Prometheus is a system and service monitoring system. It collects metrics from configured targets at given intervals, evaluates rule expressions, displays the results, and can trigger alerts if some condition is observed to be true. Alertmanager handles alerts generated by Prometheus and routes them to their receiving endpoints. Deploy the TKG Extension for Prometheus to collect and view metrics for Tanzu Kubernetes clusters.

Extension Prerequisites

This topic describes how to deploy the TKG Extension v1.3.1 for Prometheus with Alertmanager for cluster monitoring. Adhere to the following requirements before deploying the extension. In addition to the general requirements, Prometheus monitoring requires a default persistent storage class. You can create a cluster with a default persistent storage class, or specify one in the Prometheus configuration file when deploying the extension. See Review Persistent Storage Requirements for TKG Extensions.

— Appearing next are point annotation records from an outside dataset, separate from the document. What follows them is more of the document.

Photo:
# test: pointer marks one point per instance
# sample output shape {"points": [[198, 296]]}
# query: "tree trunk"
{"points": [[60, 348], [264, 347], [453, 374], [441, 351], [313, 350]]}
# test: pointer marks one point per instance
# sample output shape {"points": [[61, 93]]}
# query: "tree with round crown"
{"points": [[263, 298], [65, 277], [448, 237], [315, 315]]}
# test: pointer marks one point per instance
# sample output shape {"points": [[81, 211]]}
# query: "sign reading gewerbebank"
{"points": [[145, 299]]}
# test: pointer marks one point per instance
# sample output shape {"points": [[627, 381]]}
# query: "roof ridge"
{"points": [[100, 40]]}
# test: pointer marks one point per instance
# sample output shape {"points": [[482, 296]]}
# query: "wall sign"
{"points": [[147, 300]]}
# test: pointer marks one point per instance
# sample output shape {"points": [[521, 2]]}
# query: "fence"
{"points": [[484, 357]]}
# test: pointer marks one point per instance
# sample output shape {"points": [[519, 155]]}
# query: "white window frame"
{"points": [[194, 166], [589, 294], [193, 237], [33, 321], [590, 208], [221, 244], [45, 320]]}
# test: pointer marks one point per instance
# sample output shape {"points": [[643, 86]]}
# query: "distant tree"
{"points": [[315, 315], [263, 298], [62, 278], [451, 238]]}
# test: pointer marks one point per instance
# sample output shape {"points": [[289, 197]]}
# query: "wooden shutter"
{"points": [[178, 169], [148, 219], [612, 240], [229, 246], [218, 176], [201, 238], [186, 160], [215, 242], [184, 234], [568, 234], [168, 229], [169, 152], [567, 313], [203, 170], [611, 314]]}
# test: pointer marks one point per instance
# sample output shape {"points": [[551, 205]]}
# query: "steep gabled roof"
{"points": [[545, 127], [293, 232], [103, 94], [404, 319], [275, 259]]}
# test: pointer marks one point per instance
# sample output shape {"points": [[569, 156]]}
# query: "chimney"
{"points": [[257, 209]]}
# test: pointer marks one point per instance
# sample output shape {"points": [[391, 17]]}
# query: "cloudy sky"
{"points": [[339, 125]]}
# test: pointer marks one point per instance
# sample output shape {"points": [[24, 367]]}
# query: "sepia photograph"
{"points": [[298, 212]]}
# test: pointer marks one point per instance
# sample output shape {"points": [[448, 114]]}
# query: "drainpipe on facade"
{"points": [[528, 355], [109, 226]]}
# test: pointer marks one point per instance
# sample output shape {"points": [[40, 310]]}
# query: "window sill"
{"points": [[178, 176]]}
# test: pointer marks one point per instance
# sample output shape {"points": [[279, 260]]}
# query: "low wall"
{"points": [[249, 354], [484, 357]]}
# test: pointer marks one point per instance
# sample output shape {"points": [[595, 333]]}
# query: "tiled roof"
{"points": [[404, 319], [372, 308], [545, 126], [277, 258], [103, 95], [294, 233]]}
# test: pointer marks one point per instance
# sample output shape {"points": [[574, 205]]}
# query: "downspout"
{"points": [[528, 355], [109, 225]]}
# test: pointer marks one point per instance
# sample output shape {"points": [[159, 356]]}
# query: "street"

Deploy the Prometheus Extension

The TKG Extension for Prometheus installs several containers. For more information, see https://prometheus.io/.
Container Resource Type Replicas Description
prometheus-alertmanager Deployment 1 Handles alerts sent by client applications such as the Prometheus server.
prometheus-cadvisor DaemonSet 5 Analyzes and exposes resource usage and performance data from running containers
prometheus-kube-state-metrics Deployment 1 Monitors node status and capacity, replica-set compliance, pod, job, and cronjob status, resource requests and limits.
prometheus-node-exporter DaemonSet 5 Exporter for hardware and OS metrics exposed by kernels.
prometheus-pushgateway Deployment 1 Service that allows you to push metrics from jobs which cannot be scraped.
prometheus-server Deployment 1 Provides core functionality, including scraping, rule processing, and alerting.
The extension is configured to pull the containers from the VMware public registry at https://projects.registry.vmware.com/. If you are using a private registry, change the endpoint URL in the data values and extension configurations to match. See Configure the Prometheus Extension.
  1. Verify that you have completed each of the extension prerequisites. See Extension Prerequisites.
  2. Change directory to the Prometheus extension.
    cd /tkg-extensions-v1.3.1+vmware.1/extensions/monitoring/prometheus
  3. Create the tanzu-system-monitoring namespace and Prometheus service account and role objects.
    kubectl apply -f namespace-role.yaml
  4. Create a Prometheus data values file.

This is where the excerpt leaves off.